A few weeks ago H and I headed to the One of a Kind Christmas Show. Taking in this show has become an H & V tradition over the last few years, and this year was no exception. We have a number of favourites that we like to check out every year, like Jenna Rose Textiles and Matter Company Natural Skincare. We found some new favourites like Dave Murray Illustration, who is well known in Toronto for his neighbourhood word maps and acorn street signs. We both did some shopping - including picking up a few Christmas gifts – and literally had to tear ourselves away from any booth that sold pottery. Apart from the amazing hand made products at the show, I love the “Flavours” section, where 2 entire aisles are filled with some of the tastiest gourmet food products ever. This year, I picked up some Red Pepper Jelly from Wicked Gourmet. It’s a recent addiction that I've been trying to incorporate into a recipe for some time now. I thought that the potent pepper taste would work well with chicken, and decided to use it as part of a stuffing for chicken breast.

You’ll need:

·         2 6 oz chicken breasts
·         1/2 cup of cream cheese
·         2 tablespoons Red Pepper Jelly
·         4 slices of prosciutto
·         1 teaspoon parsley leaves, chopped
·         Black pepper, to taste
·         2 tablespoons olive oil
·         Toothpicks or skewers

Preheat your oven to 350 degrees F. In a small bowl mix the cream cheese, red pepper jelly and parsley until smooth and set aside.

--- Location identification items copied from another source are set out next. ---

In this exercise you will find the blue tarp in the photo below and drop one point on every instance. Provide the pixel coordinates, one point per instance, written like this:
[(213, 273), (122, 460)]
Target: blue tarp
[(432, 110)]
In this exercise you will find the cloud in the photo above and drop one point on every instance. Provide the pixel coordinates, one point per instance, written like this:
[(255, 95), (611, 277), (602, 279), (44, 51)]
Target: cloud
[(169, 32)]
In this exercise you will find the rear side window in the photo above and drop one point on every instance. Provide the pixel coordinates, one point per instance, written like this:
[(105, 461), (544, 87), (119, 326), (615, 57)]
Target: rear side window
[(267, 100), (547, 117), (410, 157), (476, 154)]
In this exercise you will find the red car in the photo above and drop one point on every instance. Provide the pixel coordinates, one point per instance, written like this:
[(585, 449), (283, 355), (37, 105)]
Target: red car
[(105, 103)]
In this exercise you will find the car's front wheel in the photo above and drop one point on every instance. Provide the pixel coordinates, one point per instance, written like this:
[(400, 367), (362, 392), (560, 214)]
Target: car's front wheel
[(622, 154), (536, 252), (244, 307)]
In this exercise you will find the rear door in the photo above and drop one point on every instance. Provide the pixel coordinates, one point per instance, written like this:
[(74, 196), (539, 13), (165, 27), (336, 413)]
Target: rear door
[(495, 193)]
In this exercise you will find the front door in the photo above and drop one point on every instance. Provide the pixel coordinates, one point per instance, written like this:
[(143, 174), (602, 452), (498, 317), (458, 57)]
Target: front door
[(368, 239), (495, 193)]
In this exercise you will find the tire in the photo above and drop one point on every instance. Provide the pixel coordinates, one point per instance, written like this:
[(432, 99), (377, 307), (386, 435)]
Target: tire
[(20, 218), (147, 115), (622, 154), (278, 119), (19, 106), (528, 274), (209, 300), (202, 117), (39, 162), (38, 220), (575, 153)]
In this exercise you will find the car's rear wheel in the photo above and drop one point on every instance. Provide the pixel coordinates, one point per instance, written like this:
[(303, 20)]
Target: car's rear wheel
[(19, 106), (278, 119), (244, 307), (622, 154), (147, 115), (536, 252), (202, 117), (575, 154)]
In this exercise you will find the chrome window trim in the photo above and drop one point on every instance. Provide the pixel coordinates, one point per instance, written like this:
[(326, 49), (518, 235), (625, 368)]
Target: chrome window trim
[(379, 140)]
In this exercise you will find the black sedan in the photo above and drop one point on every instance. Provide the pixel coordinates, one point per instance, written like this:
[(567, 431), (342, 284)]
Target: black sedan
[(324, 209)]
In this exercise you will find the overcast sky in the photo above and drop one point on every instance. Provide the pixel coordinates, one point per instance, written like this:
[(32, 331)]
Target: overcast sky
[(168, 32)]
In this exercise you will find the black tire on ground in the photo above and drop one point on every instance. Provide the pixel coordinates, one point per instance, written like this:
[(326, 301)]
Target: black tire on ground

With the chicken breast laying flat on a cutting board, using a sharp knife, cut a deep pocket horizontally into the center of the meat about 3/4 of the way down, being careful not to cut through to the other side. (The pocket will be about 2 1/2 inches long and 1 1/2 to 2 inches deep.)

Take the cream cheese mixture and spread it into the pocket. Season with black pepper, as desired.

Wrap each chicken breast with the slices of prosciutto and secure with a toothpick or skewer. You’ll need 2 slices of prosciutto to cover a 6 oz chicken breast.

Place the chicken in an oiled baking dish and bake for 30 minutes, until the chicken is cooked and the prosciutto is slightly crispy.

*Note: I did not salt the chicken breast, because I find that adding prosciutto makes this dish salty enough.

Red Pepper Jelly Sauce:
I served each chicken breast with a red pepper jelly sauce that was super easy to make. Add 1 tablespoon of the red pepper jelly and a 1/2 cup of water to a small saucepan. Whisk the mixture over low heat, until the jelly has dissolved. Add 1 tablespoon of honey, to help thicken the sauce. Continue to cook the sauce on low heat. When you are ready to serve, whisk in 2 teaspoons of butter. Spoon the sauce over the chicken breasts.